Entre esos hallazgos estaba el “Grace” de Jeff Buckley. Poco tiempo después me enteré de que Buckley había fallecido a la edad de treinta y un años, el veintinueve de mayo del noventa y siete. Nunca supe, sin embargo, y tampoco lo pregunté, de qué había muerto el cantante y guitarrista. Pero aquel disco sonó mucho en casa mientras escribía algunos relatos en una vieja máquina de escribir maltrecha y amarillenta. También encontré, no recuerdo dónde (tal vez en una librería), uno de esos libritos de Celeste Ediciones en cuyas páginas venían las letras de los discos en inglés y en español. Compré de oferta el de “Grace”. De la introducción del mismo destaco una frase que sirve para explicar el sonido celestial del cantante: “Es como un viaje de aventuras a través del interior de uno mismo, un viaje incluso peligroso por llegar donde llega”. Durante mi trayecto en coche de la otra tarde quise saber cómo había muerto Buckley, quien, por otra parte, ha sido una de las influencias más notables en numerosos músicos de los últimos años. Al parecer, mientras preparaba su segundo disco de estudio, aquel chico fue a nadar al río Wolf, afluente del Mississippi; entró en sus aguas vestido, y cantando un tema de Led Zeppelin (había un testigo), y desapareció. Unos días después encontraron su cadáver. Se había ahogado, claro. Curiosamente, su padre, el cantante Tim Buckley, también había muerto de manera trágica, y aún más joven que la edad a la que se fue su hijo: cuentan que por sobredosis de drogas.

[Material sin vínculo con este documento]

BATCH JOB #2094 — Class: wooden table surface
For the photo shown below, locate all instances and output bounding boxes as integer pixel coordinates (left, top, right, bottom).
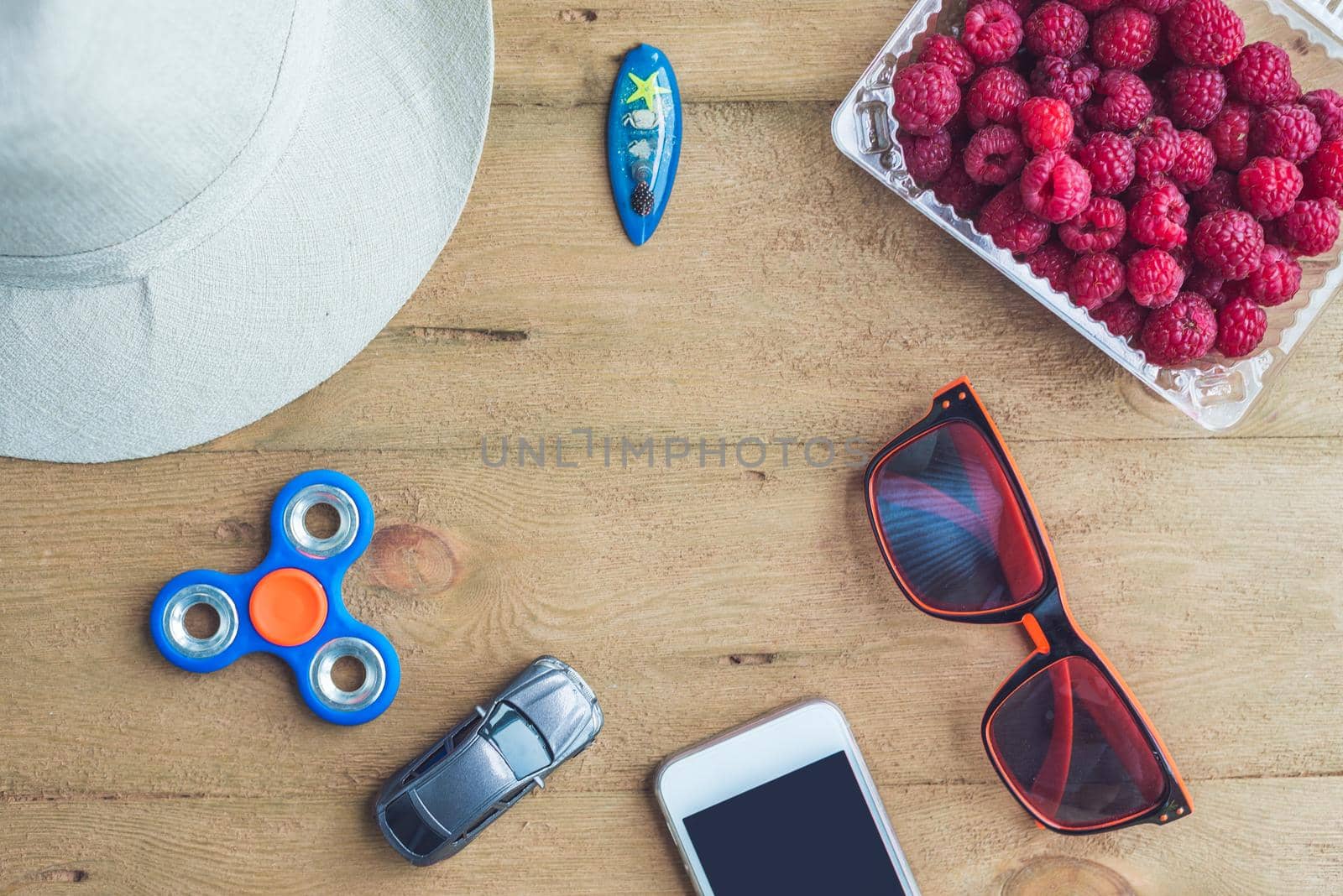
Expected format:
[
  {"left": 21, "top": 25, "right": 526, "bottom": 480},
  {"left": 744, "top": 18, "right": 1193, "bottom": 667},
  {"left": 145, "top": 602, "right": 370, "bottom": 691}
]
[{"left": 0, "top": 0, "right": 1343, "bottom": 896}]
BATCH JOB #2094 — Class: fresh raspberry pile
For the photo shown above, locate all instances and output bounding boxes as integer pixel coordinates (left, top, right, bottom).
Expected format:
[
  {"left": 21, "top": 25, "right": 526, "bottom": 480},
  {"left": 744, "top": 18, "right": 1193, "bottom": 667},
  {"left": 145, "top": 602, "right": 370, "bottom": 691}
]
[{"left": 891, "top": 0, "right": 1343, "bottom": 366}]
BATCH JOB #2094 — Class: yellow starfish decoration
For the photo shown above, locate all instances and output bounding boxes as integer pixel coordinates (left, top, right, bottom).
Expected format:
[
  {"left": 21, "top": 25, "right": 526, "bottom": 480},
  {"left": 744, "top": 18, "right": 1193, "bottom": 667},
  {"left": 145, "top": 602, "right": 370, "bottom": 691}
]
[{"left": 624, "top": 70, "right": 672, "bottom": 112}]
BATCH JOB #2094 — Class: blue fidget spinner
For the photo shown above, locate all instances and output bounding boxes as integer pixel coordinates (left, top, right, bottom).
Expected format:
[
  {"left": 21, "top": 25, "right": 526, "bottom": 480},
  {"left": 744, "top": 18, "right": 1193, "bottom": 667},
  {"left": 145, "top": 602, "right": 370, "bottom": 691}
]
[{"left": 149, "top": 470, "right": 401, "bottom": 724}]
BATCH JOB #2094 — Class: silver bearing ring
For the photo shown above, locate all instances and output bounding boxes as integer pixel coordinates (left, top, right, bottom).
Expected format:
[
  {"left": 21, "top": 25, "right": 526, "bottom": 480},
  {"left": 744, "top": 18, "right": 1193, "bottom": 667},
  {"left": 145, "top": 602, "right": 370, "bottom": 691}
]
[
  {"left": 285, "top": 486, "right": 358, "bottom": 560},
  {"left": 163, "top": 585, "right": 238, "bottom": 660},
  {"left": 307, "top": 637, "right": 387, "bottom": 712}
]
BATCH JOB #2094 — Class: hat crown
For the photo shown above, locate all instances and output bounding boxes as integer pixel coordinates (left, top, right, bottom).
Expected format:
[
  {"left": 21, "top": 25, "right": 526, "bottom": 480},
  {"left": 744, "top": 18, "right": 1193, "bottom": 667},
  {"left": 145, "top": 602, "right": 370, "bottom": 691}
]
[{"left": 0, "top": 0, "right": 297, "bottom": 259}]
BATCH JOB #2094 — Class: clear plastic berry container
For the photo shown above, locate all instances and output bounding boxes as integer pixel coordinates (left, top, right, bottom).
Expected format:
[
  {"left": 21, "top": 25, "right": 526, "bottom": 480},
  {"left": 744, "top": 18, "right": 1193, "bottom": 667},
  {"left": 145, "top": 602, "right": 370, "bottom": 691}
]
[{"left": 830, "top": 0, "right": 1343, "bottom": 430}]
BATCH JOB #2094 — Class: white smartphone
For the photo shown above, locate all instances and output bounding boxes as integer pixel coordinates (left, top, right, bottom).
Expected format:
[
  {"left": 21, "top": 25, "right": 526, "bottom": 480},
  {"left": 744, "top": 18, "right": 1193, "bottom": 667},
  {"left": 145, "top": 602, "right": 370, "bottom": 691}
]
[{"left": 654, "top": 701, "right": 918, "bottom": 896}]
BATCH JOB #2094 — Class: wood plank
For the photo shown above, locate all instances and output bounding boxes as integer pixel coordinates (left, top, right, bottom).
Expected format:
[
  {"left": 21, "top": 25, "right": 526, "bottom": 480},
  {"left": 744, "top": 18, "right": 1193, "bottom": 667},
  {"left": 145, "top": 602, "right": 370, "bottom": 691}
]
[
  {"left": 196, "top": 103, "right": 1343, "bottom": 451},
  {"left": 0, "top": 778, "right": 1343, "bottom": 896},
  {"left": 0, "top": 439, "right": 1343, "bottom": 798},
  {"left": 494, "top": 0, "right": 911, "bottom": 106},
  {"left": 494, "top": 0, "right": 1339, "bottom": 107}
]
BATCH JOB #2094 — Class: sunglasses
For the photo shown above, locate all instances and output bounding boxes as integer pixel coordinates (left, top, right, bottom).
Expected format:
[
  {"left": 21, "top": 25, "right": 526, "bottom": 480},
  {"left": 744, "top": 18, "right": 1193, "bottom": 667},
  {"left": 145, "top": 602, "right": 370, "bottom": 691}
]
[{"left": 866, "top": 378, "right": 1193, "bottom": 834}]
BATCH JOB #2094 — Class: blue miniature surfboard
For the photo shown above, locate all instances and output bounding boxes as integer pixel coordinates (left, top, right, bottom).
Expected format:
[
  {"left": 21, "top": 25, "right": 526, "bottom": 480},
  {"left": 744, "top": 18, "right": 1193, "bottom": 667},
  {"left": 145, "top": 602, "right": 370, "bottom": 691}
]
[{"left": 606, "top": 43, "right": 681, "bottom": 246}]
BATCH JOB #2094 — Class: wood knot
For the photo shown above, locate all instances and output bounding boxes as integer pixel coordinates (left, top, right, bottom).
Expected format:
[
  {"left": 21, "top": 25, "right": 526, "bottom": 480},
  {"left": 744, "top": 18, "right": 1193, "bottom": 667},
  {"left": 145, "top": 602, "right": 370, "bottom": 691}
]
[
  {"left": 719, "top": 654, "right": 779, "bottom": 665},
  {"left": 215, "top": 519, "right": 260, "bottom": 544},
  {"left": 1002, "top": 856, "right": 1133, "bottom": 896},
  {"left": 368, "top": 524, "right": 457, "bottom": 596}
]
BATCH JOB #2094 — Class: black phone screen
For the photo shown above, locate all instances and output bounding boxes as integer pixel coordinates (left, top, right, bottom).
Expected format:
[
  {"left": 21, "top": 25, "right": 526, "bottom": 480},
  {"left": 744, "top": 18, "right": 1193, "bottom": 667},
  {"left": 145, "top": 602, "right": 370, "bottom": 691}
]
[{"left": 685, "top": 751, "right": 905, "bottom": 896}]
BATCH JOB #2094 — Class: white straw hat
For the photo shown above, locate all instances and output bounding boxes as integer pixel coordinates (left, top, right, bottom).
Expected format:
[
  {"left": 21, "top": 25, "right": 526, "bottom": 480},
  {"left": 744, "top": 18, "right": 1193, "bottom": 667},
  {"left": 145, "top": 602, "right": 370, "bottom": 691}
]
[{"left": 0, "top": 0, "right": 494, "bottom": 461}]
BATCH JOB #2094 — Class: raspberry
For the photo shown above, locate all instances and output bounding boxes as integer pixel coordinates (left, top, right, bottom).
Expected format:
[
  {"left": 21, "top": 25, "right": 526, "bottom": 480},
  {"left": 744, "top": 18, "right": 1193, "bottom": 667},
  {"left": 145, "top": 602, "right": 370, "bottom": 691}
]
[
  {"left": 1301, "top": 87, "right": 1343, "bottom": 139},
  {"left": 1121, "top": 175, "right": 1184, "bottom": 209},
  {"left": 1128, "top": 184, "right": 1189, "bottom": 251},
  {"left": 965, "top": 0, "right": 1034, "bottom": 22},
  {"left": 1301, "top": 139, "right": 1343, "bottom": 202},
  {"left": 1142, "top": 294, "right": 1217, "bottom": 366},
  {"left": 1143, "top": 76, "right": 1173, "bottom": 118},
  {"left": 1166, "top": 0, "right": 1245, "bottom": 69},
  {"left": 1068, "top": 253, "right": 1124, "bottom": 311},
  {"left": 1184, "top": 266, "right": 1230, "bottom": 307},
  {"left": 1133, "top": 117, "right": 1179, "bottom": 180},
  {"left": 1069, "top": 0, "right": 1119, "bottom": 16},
  {"left": 1204, "top": 103, "right": 1251, "bottom": 172},
  {"left": 896, "top": 130, "right": 951, "bottom": 184},
  {"left": 960, "top": 0, "right": 1022, "bottom": 65},
  {"left": 1079, "top": 131, "right": 1135, "bottom": 195},
  {"left": 1026, "top": 242, "right": 1073, "bottom": 293},
  {"left": 975, "top": 181, "right": 1050, "bottom": 255},
  {"left": 891, "top": 62, "right": 960, "bottom": 137},
  {"left": 1086, "top": 71, "right": 1149, "bottom": 130},
  {"left": 1251, "top": 105, "right": 1320, "bottom": 162},
  {"left": 1030, "top": 56, "right": 1100, "bottom": 109},
  {"left": 1245, "top": 244, "right": 1301, "bottom": 307},
  {"left": 965, "top": 125, "right": 1026, "bottom": 186},
  {"left": 1226, "top": 40, "right": 1298, "bottom": 106},
  {"left": 1115, "top": 232, "right": 1143, "bottom": 262},
  {"left": 1170, "top": 129, "right": 1217, "bottom": 190},
  {"left": 1126, "top": 249, "right": 1184, "bottom": 309},
  {"left": 1058, "top": 195, "right": 1128, "bottom": 253},
  {"left": 918, "top": 35, "right": 975, "bottom": 85},
  {"left": 1217, "top": 298, "right": 1267, "bottom": 358},
  {"left": 1190, "top": 209, "right": 1264, "bottom": 280},
  {"left": 1187, "top": 172, "right": 1241, "bottom": 215},
  {"left": 932, "top": 159, "right": 989, "bottom": 217},
  {"left": 1207, "top": 280, "right": 1245, "bottom": 310},
  {"left": 1237, "top": 155, "right": 1304, "bottom": 219},
  {"left": 1021, "top": 148, "right": 1090, "bottom": 224},
  {"left": 1272, "top": 197, "right": 1339, "bottom": 256},
  {"left": 1162, "top": 65, "right": 1226, "bottom": 128},
  {"left": 1025, "top": 0, "right": 1088, "bottom": 59},
  {"left": 1092, "top": 296, "right": 1147, "bottom": 339},
  {"left": 1090, "top": 7, "right": 1162, "bottom": 71},
  {"left": 1016, "top": 96, "right": 1073, "bottom": 153},
  {"left": 965, "top": 66, "right": 1030, "bottom": 130}
]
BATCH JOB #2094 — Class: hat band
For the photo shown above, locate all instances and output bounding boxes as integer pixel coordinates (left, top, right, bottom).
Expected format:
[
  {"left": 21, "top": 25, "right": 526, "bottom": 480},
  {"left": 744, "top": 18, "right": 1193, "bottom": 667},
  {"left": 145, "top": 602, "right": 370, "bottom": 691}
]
[{"left": 0, "top": 0, "right": 327, "bottom": 289}]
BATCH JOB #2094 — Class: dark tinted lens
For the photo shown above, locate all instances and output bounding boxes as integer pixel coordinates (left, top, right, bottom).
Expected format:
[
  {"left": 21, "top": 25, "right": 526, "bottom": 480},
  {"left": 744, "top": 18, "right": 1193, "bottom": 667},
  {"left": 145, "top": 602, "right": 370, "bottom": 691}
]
[
  {"left": 989, "top": 656, "right": 1166, "bottom": 827},
  {"left": 871, "top": 421, "right": 1045, "bottom": 613}
]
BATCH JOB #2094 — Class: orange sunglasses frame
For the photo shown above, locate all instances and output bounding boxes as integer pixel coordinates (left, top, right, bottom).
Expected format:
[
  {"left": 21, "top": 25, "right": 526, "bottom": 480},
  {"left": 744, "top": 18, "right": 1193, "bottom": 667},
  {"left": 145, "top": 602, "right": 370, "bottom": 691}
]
[{"left": 865, "top": 377, "right": 1193, "bottom": 834}]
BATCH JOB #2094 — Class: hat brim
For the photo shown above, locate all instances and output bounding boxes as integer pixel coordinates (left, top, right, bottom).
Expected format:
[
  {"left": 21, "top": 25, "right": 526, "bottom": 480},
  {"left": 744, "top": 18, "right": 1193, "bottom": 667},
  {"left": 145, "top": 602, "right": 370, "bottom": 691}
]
[{"left": 0, "top": 0, "right": 494, "bottom": 461}]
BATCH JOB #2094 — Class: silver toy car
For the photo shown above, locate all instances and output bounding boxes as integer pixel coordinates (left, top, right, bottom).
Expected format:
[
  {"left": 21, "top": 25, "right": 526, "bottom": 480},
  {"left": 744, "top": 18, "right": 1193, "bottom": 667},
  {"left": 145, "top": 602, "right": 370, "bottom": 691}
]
[{"left": 376, "top": 656, "right": 602, "bottom": 865}]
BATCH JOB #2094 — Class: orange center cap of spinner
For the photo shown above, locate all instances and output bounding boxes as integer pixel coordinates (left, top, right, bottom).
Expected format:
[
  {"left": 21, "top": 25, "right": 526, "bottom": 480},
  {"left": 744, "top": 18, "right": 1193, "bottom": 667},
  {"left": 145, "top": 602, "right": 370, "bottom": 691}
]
[{"left": 247, "top": 567, "right": 327, "bottom": 647}]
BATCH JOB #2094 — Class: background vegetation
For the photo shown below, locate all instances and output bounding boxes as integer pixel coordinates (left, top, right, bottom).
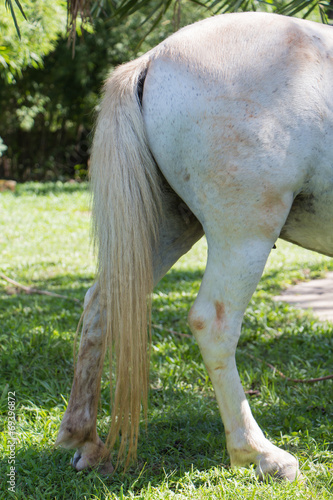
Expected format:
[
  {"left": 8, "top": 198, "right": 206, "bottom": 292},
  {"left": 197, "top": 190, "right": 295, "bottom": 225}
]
[
  {"left": 0, "top": 0, "right": 333, "bottom": 181},
  {"left": 0, "top": 183, "right": 333, "bottom": 500}
]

La muerte prematura de Jeff Buckley, del que por supuesto han sacado a la venta varios discos en estos últimos años (temas de sus directos, canciones de estudio), me recordó en aquella carretera a otro tipo de talento inmenso y cadáver joven: Elliot Smith. A Smith, aunque lo había oído con anterioridad, no lo había escuchado: hay una diferencia. Fue el verano pasado: un amigo me recomendó la banda sonora de canciones de “El indomable Hill Hunting”, con cinco o seis temas de Smith. Lo habían nominado al Oscar por una de esas composiciones: “Miss Misery”. El disco me empujó a buscar más grabaciones suyas. Entonces leí que se había suicidado a los treinta y cuatro años, clavándose un cuchillo en el corazón, en octubre del dos mil tres. Existe una versión alternativa: asesinato. Hoy las canciones de ambos, oscuras y melancólicas, las escucho sobrecogido, como cánticos que anunciaran sus respectivas muertes.